Down To Earthy Professor

Publication: Daily Nation
Section and Page:
Date: Wed, January 16, 2002
Byline:  Harry Mayers

Thursday, January 10: It was a truly wonderful experience talking with Professor Oliver Headley. He squeezed me in for 2 p.m. so that I could get his testimony for my I Testify column for the January 13 edition of Easy magazine.

The actual testimony took second place after I mentioned “solar”. The word electrified him.

Instantly his eyes lit up and with the excitement of a little child playing with his favourite toy (or computer game), he effortlessly rattled off facts and figures about developments in solar energy all over the world. I was in the presence of a distinguished Barbadian scientist who is very excitedly positioning this tiny rock to play a big role in helping our planet obtain its energy without destroying itself, as he predicts it will if we continue on our present course. I was also in the presence of a most humble and down-to-earth human.

“Oh shoot,” he interrupts himself, “I was to make this call”. He consults the palm of his hand – not the papers on his desks – and makes a phone call.

Then he comes back to me.

“I think I’ve always kept my childish curiosity,” he said and then went on to tell of how he used to build rockets on Guy Fawkes Night (November 5) and was inspired to experiment with homemade rocket fuel after the Russians shot their first Sputnik satellite into space. I have always enjoyed my science,” he said, “It has always been fun”.

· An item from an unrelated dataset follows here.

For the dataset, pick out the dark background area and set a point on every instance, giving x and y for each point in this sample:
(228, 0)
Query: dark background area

There were three or four other telephone interruptions but he always came right back to where we left off. Professor Headley is of the opinion that much of what we are doing now in the name of science and technology is basically immoral. There is too much money-grabbing and there is still too much misery. He tells me, jokingly of course, that his wife does not agree with him for not going after the money.

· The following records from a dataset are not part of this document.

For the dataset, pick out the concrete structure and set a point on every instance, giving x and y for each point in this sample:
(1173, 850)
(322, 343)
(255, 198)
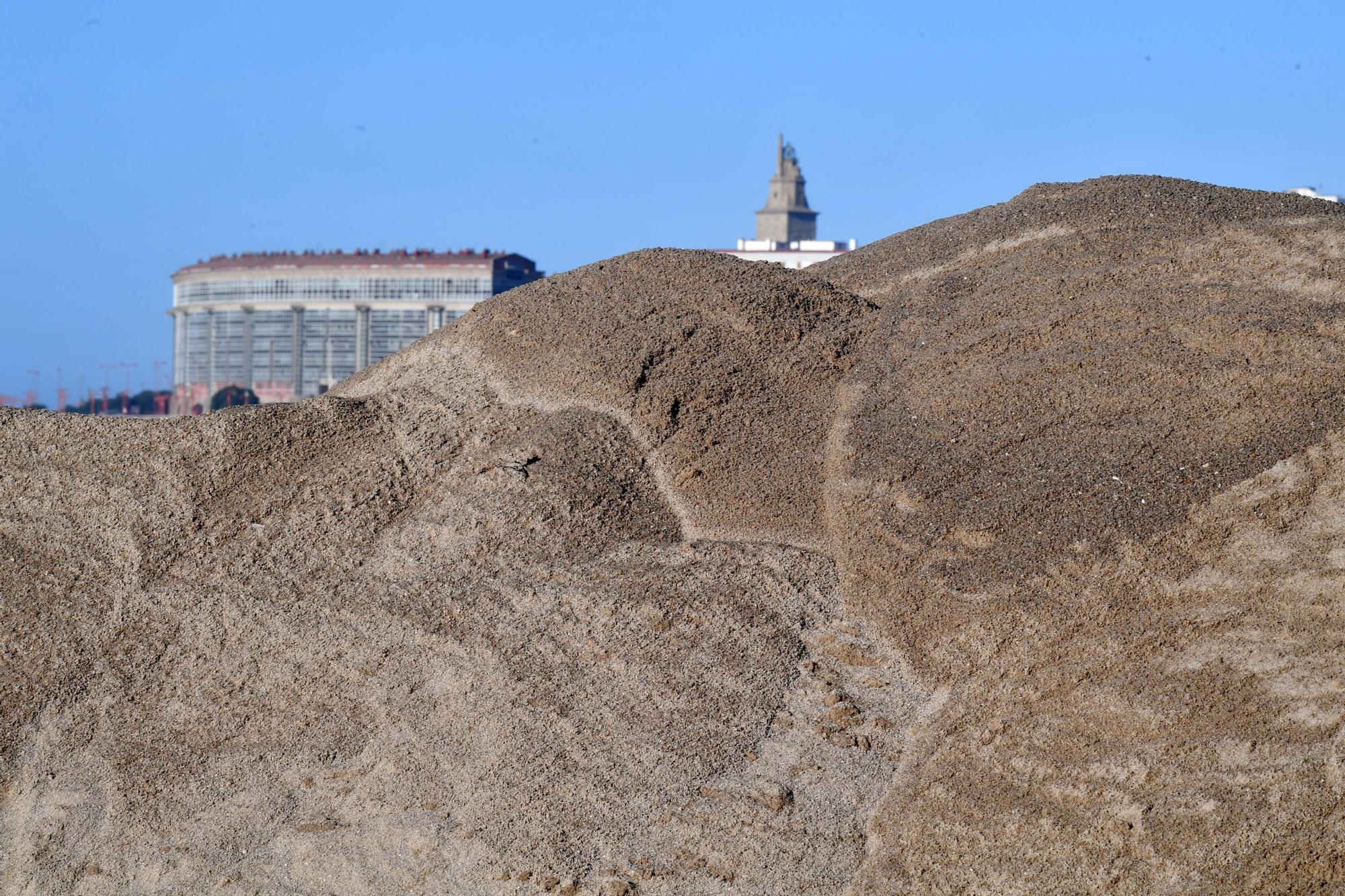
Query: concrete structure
(291, 325)
(787, 228)
(1313, 194)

“Take for instance what we are doing now – cutting down all these trees and putting in golf courses and skyscrapers and that kind of thing. Sooner or later the planet is going to require it of us.”

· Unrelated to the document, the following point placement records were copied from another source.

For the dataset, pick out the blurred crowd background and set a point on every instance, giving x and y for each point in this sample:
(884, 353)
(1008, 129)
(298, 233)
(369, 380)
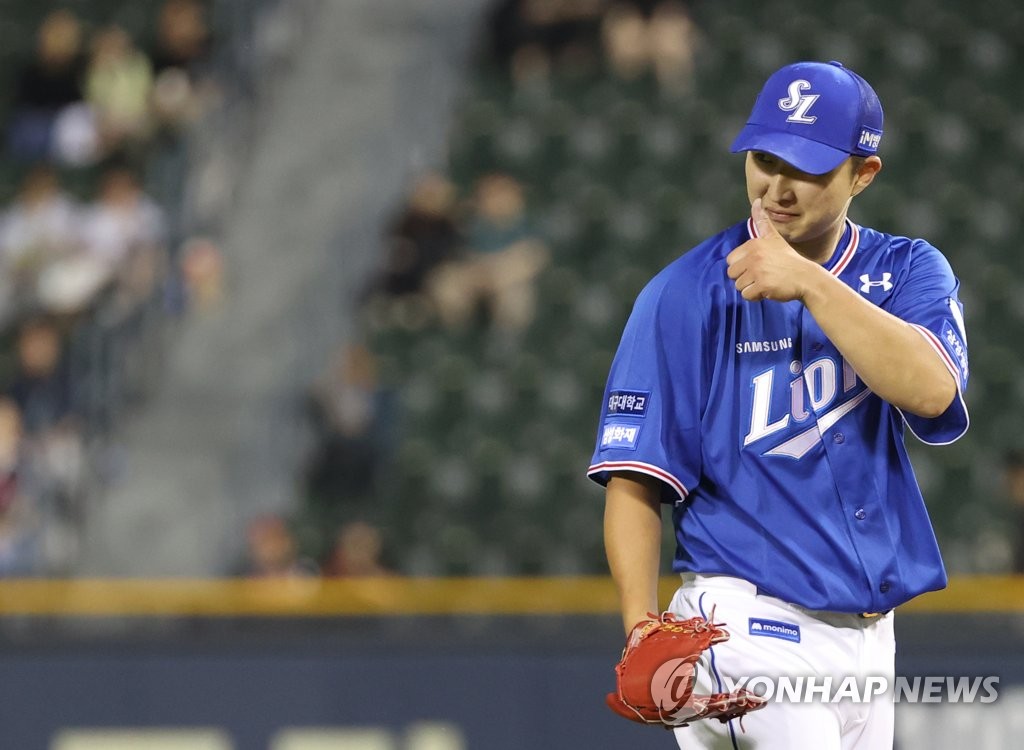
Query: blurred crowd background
(434, 407)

Short pause. Then: “If I were a member of a lesser species I would be asking God to take Homo sapiens off this plant. We have persecuted the planet with extermination of other species. The history of Homo sapiens is the history of extermination.

“All kinds of species are threatened because we go and destroy their habitat, or we pollute the water and the living things in the water die.

“The bison were almost exterminated. The turtles . . . we throw plastic bags in the sea and the turtles swallow them and it blocks their alimentary canal and the turtles starve to death; and then we go and redevelop the beaches and when the turtles come to lay their eggs there is no way to lay them because there is a hotel where you had a beach . . . so the whole eco-system damage that we have been doing is, well . . . unrighteous”.

I started wondering why Sidney Simmons had recommended I get the professor’s testimony. He seemed more bent on solar and the ecology. I could not get him to talk about himself. He told me what other people said. Yet, I did not feel he was dodging. It was simply that this man is so engrossed in life and enjoying everything he does and finds that he does not even look for too long at the results. I asked him: “What does Oliver Headley say of Oliver Headley? Would you say you are blessed?”

Pause: “I believe I would have to come to that conclusion. As an experimental physicist I would have to say that the experimental data indicates that I have done better than I should have. And if you have done better than you should have, then you are blessed”.